May 7, 2002
MarkBernstein.org
 

Yiddish

An informal history of a language once spoken throughout a big slice of Eastern Europe. Weinstein opens with a moving elegy for a lost world and a promising future blighted. It's nicely done, but then Weinstein can't shake off the gloom, and even back in the Medieval era the Nazi specter overshadows this readable account of the development of the Yiddish language and literature.

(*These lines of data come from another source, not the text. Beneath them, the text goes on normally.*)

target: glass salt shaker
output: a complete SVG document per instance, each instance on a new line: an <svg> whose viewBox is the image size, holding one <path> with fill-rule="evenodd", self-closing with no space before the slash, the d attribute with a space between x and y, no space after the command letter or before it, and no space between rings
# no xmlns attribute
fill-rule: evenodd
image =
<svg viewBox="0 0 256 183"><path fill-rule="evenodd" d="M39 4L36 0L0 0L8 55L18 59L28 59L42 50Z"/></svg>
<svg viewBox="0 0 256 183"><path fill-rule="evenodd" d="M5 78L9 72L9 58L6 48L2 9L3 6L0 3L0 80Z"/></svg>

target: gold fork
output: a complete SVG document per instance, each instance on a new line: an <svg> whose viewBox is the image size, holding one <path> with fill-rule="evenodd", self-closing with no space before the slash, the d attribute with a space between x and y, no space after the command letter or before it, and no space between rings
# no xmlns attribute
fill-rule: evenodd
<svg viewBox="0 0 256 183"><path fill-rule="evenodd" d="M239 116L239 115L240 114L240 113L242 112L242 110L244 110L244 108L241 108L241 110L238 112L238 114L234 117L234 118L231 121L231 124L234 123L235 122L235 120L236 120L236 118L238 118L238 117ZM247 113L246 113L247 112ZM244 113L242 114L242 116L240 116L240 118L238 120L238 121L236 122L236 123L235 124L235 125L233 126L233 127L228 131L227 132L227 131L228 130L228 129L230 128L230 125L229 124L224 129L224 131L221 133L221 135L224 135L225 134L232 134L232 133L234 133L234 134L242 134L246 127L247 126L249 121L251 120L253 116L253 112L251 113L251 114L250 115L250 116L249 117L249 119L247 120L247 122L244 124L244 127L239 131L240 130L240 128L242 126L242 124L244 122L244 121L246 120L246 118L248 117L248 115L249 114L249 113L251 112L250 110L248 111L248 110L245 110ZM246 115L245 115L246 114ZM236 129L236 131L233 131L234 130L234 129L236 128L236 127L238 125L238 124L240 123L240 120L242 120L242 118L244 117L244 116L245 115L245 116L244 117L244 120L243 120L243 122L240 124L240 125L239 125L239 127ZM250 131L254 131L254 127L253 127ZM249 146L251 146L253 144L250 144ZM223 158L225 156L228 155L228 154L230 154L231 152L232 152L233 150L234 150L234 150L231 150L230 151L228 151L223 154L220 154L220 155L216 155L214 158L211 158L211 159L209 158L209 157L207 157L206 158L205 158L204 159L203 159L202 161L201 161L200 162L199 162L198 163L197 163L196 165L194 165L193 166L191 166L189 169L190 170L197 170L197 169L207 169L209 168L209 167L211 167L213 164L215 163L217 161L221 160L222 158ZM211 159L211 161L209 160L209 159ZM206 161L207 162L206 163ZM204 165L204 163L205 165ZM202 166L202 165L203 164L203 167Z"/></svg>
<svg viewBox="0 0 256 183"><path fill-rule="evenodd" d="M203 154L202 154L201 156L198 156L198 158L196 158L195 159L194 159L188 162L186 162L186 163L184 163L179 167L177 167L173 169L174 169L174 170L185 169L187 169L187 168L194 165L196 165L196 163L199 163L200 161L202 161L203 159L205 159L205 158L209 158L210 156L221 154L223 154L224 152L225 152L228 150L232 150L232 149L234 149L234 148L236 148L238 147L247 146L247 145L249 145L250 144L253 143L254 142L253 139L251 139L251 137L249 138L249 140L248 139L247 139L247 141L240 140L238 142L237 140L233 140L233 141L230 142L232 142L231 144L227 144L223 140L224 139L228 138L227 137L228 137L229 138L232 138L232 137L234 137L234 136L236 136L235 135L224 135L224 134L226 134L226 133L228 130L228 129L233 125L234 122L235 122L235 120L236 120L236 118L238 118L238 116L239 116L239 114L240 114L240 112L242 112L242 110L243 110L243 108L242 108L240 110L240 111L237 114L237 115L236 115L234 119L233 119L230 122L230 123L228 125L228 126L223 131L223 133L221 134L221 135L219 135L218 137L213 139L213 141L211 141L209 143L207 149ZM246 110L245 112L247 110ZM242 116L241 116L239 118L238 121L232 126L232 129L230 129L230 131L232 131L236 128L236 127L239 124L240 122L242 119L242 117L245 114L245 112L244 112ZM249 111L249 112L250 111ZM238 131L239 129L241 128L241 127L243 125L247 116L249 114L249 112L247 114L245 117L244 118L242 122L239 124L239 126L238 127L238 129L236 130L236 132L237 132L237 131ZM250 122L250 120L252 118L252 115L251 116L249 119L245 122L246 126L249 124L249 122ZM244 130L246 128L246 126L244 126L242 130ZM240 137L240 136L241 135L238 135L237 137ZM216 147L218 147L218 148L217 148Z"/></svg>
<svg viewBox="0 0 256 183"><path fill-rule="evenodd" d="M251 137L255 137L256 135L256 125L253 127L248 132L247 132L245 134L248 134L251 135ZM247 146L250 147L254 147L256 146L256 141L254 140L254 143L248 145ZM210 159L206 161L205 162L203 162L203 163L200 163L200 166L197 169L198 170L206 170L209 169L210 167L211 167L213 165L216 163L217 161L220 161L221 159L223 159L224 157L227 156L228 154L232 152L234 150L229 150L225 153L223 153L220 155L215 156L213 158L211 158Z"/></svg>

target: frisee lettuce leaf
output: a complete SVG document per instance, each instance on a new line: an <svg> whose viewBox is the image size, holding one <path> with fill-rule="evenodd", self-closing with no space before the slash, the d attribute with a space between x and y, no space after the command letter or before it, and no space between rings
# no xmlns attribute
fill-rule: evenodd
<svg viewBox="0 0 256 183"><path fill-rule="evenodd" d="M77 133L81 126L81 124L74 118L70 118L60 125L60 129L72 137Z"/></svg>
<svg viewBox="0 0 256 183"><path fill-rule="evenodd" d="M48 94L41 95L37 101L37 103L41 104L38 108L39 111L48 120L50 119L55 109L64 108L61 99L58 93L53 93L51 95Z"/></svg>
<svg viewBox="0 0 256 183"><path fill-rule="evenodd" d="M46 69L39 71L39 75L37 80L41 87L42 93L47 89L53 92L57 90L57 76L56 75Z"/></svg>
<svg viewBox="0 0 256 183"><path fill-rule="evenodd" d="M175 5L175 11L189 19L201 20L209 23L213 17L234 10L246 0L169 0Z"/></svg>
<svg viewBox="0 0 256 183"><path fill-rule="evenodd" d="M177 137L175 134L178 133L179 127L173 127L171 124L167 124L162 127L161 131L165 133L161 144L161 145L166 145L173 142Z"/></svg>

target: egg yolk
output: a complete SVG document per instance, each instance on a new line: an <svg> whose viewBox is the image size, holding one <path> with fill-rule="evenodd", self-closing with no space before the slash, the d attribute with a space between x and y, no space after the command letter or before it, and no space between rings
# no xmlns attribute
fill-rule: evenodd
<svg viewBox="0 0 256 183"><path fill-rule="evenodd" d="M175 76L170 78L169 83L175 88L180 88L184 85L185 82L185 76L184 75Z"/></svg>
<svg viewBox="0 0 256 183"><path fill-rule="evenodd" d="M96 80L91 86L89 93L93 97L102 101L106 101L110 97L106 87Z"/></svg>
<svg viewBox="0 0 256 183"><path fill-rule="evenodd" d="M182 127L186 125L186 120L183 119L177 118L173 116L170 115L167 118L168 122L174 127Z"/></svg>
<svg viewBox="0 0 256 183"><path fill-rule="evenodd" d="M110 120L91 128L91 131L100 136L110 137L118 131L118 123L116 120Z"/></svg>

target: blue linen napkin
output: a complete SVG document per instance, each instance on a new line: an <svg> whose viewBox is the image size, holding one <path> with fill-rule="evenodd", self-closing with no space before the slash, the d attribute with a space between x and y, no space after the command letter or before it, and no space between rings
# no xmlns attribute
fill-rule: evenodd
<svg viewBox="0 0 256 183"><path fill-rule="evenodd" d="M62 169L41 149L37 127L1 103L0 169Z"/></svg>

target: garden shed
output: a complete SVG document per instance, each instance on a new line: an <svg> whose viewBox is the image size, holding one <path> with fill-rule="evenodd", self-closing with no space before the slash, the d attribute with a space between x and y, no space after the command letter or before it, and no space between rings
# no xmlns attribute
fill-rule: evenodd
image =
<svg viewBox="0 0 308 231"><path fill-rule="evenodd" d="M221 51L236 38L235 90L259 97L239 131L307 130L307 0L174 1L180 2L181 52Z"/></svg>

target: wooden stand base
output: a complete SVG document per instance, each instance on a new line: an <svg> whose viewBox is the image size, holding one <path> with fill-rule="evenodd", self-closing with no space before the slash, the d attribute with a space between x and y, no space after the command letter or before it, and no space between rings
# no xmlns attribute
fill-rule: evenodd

What Weinstein misses, alas, is the patience to explore aspects of Yiddish thought and habit -- the strange obsession with the evil eye, the development of what Americans think of as "the Jewish joke" -- all of which are (apparently) part and parcel of the Yiddish blossoming of the 19th century.

I once asked a scholar, "What was Yiddish literature like in 1812?" There wasn't a Yiddish literature yet in 1812. It was a rich literary Spring -- Peretz, Alecheim, Singer, and all that theater -- but it all happened very suddenly and, of course, was extinguished almost overnight.

Eskimos and Icelanders, famously, possess a rich vocabulary for snow and ice. Yiddish has a wonderful vocabulary for people and personality. In Yiddish, you've got schleppers and schlemiels and schlemazels and schnorrers and more, all in one crowded corner of the stage.